Otra de las permanencias de los diarios es la enfermedad. En ese 1969 anota varias gripes, y cólicos, un derrame sinovial. Los padecimientos que sufrirá en su vida, y la compañía del alcohol y el tabaco y la preferencia por las largas noches repletas de bares no son algo falto de conexión con su mala salud, son continuos, y van aumentando –como es lógico– con el transcurso del tiempo. En algunas épocas la enfermedad se apropia del diario porque se apropia de todo, y todo es, como anotará el 18 de julio de 1977, «este ping-pong entre el bienestar y el malestar, entre el entusiasmo y el abandono». El año 1977 comienza sus anotaciones el 7 de enero consignando su quinto resfriado en los últimos meses, «lo que sumado a mis males permanentes me pone un humor de perros». El 25 de enero sufre una obstrucción del esófago mientras come carne: «Duró horas además y los esfuerzos que hice para eliminarla me dejaron agotado y deprimido. Mala señal, cuernos. Yo sé que tengo allí algo maligno que me arde todos los días». El diario es, como para tantas otras cosas, su refugio, el amigo o el hermano al que contar: «[…] no cabe sino esperar y seguir haciendo mi vida normal, sin molestar a nadie, ni preocupar sobre todo a los míos». Sucederá igual por ejemplo en 1978, cuando abra el diario de ese año con una anotación truculenta el 4 de enero: «Año Nuevo fatídico, que recibí en la cama, revolcándome de dolor de estómago. […] Algo comí o bebí el 30 que me hizo daño, aunque supongo más bien que fueron esos malditos supositorios de lamaline, de los que me pongo tres diarios desde hace años, sin motivo alguno, por puro vicio, por la creencia de que me dan energías.
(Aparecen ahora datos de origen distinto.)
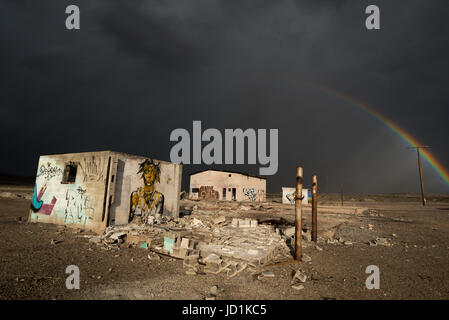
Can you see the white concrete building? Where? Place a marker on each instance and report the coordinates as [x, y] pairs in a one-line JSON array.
[[288, 195], [93, 190], [227, 185]]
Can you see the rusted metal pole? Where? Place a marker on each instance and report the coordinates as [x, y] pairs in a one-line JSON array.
[[298, 214], [314, 208], [420, 178], [342, 195]]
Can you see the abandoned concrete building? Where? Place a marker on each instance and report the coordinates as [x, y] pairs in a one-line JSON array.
[[94, 190], [288, 195], [227, 185]]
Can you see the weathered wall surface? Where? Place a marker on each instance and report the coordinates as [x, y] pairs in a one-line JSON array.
[[288, 195], [134, 192], [108, 188], [247, 188], [79, 203]]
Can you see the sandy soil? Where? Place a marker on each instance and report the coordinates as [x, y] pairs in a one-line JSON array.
[[413, 266]]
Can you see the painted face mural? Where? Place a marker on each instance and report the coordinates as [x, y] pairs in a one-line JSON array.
[[146, 200]]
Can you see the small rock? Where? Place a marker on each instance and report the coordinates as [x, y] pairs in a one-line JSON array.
[[306, 258], [214, 290], [154, 256], [299, 275], [267, 274], [191, 272]]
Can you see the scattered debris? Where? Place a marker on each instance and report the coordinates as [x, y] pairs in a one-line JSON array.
[[306, 258], [298, 286], [265, 274], [300, 276]]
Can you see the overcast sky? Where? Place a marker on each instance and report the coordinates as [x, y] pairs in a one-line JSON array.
[[136, 70]]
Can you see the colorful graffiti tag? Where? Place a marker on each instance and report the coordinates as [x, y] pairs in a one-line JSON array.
[[79, 207], [291, 197], [93, 169], [38, 205], [250, 193], [146, 200], [48, 171]]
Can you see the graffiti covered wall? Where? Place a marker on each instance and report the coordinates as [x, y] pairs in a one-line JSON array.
[[69, 190], [96, 189], [145, 188]]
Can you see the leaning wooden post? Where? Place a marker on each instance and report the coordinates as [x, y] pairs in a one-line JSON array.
[[298, 214], [314, 208]]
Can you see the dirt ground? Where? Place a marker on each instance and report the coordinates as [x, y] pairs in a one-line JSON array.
[[413, 260]]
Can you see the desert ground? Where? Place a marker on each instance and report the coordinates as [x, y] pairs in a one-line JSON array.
[[409, 243]]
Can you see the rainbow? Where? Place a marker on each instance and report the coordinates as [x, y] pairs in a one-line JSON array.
[[407, 137]]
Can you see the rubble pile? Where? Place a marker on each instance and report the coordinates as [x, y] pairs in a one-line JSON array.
[[207, 241]]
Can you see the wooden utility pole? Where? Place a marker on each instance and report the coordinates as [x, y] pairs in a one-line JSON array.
[[423, 198], [298, 214], [314, 208]]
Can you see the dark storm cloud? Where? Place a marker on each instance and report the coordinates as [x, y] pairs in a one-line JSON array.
[[139, 69], [165, 39]]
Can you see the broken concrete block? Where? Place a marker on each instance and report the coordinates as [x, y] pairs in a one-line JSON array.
[[306, 258], [237, 269], [179, 252], [299, 275], [154, 256], [298, 286], [185, 243], [267, 274], [306, 236], [246, 223], [289, 232], [144, 245], [214, 290], [168, 244], [212, 258]]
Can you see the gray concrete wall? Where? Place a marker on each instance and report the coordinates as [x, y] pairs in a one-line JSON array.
[[129, 181], [248, 188], [80, 203], [86, 202]]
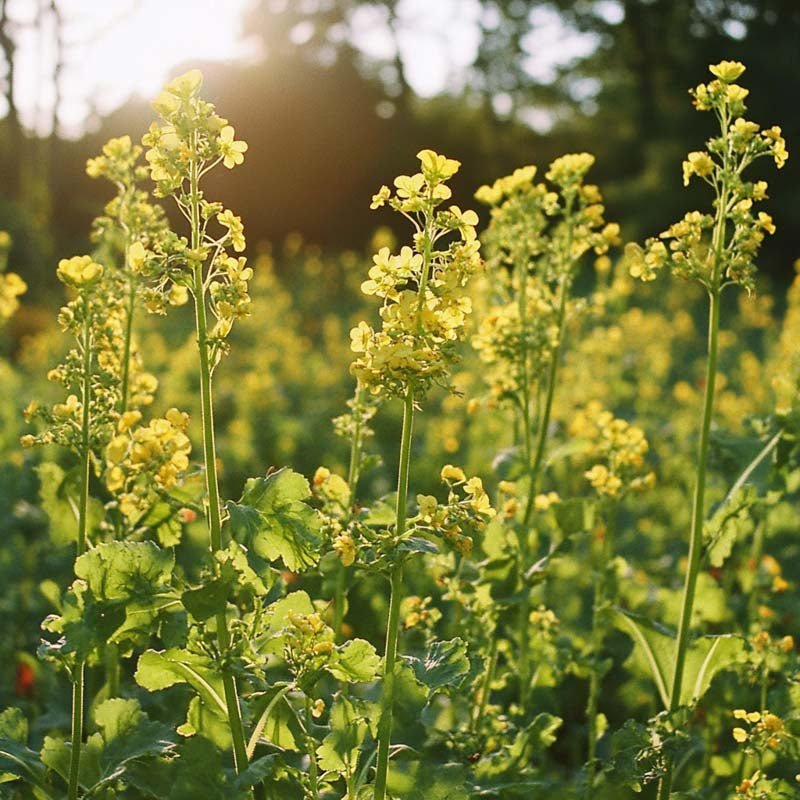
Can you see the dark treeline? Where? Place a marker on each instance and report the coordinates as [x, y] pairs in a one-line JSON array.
[[319, 148]]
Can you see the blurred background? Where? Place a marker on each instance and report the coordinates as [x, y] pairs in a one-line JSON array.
[[336, 96]]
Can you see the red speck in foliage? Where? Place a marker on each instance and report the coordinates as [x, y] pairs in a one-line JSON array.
[[25, 682]]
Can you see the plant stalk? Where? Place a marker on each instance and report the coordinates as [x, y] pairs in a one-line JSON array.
[[212, 480], [396, 588], [78, 686]]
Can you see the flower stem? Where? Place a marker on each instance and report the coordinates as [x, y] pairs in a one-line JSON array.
[[698, 515], [312, 755], [598, 602], [535, 471], [212, 481], [396, 588], [353, 472], [486, 684], [112, 663], [78, 684]]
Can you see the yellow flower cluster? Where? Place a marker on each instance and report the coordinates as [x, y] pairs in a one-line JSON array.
[[784, 363], [11, 285], [501, 338], [141, 456], [308, 643], [79, 272], [425, 304], [693, 252], [174, 145], [764, 730], [618, 448], [462, 512]]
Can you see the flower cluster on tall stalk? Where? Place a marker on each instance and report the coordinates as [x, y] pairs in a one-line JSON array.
[[424, 308], [11, 285], [535, 243], [717, 250], [188, 142], [83, 423]]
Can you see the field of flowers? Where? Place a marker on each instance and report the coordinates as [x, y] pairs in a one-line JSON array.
[[506, 509]]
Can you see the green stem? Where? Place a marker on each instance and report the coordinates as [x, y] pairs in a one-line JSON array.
[[353, 472], [312, 753], [396, 588], [112, 664], [756, 553], [78, 686], [535, 478], [599, 599], [486, 685], [698, 504], [212, 479]]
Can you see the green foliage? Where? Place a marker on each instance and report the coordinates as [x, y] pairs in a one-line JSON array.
[[273, 519]]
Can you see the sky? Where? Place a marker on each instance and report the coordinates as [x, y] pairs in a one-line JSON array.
[[115, 49]]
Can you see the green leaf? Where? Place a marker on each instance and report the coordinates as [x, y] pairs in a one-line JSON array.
[[161, 669], [416, 544], [340, 748], [58, 495], [18, 761], [207, 600], [574, 515], [207, 721], [125, 735], [423, 780], [445, 665], [122, 570], [356, 661], [705, 656], [277, 617], [273, 519], [13, 725], [511, 761], [731, 522]]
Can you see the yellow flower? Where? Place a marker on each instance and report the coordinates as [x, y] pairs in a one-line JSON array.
[[380, 197], [740, 734], [79, 272], [437, 168], [452, 474], [727, 71], [570, 168], [235, 228], [735, 93], [231, 150], [345, 548], [136, 256], [697, 163], [185, 85]]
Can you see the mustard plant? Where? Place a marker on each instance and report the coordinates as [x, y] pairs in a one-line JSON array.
[[11, 285], [83, 424], [422, 317], [535, 242], [718, 251]]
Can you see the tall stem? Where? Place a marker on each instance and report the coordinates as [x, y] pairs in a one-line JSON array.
[[696, 531], [698, 500], [599, 599], [78, 685], [212, 480], [112, 665], [353, 472], [396, 588], [534, 472], [313, 778]]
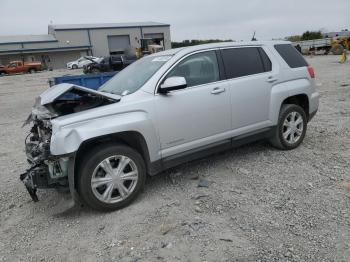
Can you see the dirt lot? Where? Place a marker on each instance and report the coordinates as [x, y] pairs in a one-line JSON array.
[[261, 204]]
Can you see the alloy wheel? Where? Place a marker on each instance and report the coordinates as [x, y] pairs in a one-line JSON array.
[[114, 179], [293, 127]]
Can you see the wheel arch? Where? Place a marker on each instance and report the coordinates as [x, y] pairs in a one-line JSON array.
[[301, 100], [132, 139]]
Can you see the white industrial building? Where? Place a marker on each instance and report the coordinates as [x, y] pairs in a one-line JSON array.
[[65, 43]]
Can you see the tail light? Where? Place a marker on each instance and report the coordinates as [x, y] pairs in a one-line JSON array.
[[311, 71]]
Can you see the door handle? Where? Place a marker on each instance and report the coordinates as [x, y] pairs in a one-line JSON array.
[[271, 79], [218, 90]]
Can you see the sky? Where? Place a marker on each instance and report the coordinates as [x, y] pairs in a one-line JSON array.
[[189, 19]]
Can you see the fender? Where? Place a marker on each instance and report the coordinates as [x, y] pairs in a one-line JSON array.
[[282, 91], [66, 139]]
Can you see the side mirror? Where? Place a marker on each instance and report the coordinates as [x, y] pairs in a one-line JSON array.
[[173, 83]]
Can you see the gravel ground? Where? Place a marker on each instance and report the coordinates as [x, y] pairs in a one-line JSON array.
[[261, 204]]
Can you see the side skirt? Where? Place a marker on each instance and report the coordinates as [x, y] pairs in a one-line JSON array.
[[204, 151]]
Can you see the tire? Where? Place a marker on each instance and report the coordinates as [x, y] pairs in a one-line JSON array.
[[107, 194], [290, 134]]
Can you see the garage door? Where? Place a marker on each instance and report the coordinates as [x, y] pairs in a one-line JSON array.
[[118, 42], [154, 36]]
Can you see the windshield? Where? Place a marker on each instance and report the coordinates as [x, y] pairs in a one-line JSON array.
[[133, 77]]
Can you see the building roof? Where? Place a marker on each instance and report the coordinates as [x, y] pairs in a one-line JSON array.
[[106, 25], [21, 39]]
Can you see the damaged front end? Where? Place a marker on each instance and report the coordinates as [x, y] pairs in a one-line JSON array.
[[47, 170]]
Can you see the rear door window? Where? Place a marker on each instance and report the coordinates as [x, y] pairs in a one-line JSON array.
[[291, 55], [245, 61]]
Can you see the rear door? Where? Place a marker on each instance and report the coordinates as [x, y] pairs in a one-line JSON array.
[[250, 77], [197, 115]]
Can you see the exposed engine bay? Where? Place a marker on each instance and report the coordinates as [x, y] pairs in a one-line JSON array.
[[47, 170]]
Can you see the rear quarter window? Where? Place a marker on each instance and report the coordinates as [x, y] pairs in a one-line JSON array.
[[245, 61], [292, 56]]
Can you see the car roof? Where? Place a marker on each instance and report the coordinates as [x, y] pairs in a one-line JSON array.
[[190, 49]]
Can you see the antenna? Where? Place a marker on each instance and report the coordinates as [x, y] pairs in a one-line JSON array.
[[254, 39]]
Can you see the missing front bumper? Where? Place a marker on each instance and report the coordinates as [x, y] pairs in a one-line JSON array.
[[38, 177]]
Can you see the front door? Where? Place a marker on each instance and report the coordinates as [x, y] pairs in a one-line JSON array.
[[198, 115]]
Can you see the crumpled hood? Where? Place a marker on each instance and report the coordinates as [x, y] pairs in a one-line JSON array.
[[56, 91]]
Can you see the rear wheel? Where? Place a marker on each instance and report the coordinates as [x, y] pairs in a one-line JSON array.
[[291, 128], [110, 177]]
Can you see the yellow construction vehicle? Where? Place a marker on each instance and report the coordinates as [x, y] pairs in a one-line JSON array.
[[338, 46]]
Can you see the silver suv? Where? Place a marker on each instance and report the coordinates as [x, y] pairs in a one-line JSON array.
[[163, 110]]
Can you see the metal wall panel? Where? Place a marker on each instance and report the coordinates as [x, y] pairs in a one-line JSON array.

Han terminado por irritarme la mucosa intestinal. En fin, sea cual fuere la causa, sufrí como un chancho, chillé y pataleé […]». La enfermedad es uno de los personajes más presentes en los diarios, se apropia de los párrafos, los fatiga, interrumpe su marcha con el ardor o la acidez o la fiebre; no hace con los diarios, en suma, sino lo que hace con la vida de Ribeyro, con cualquier vida.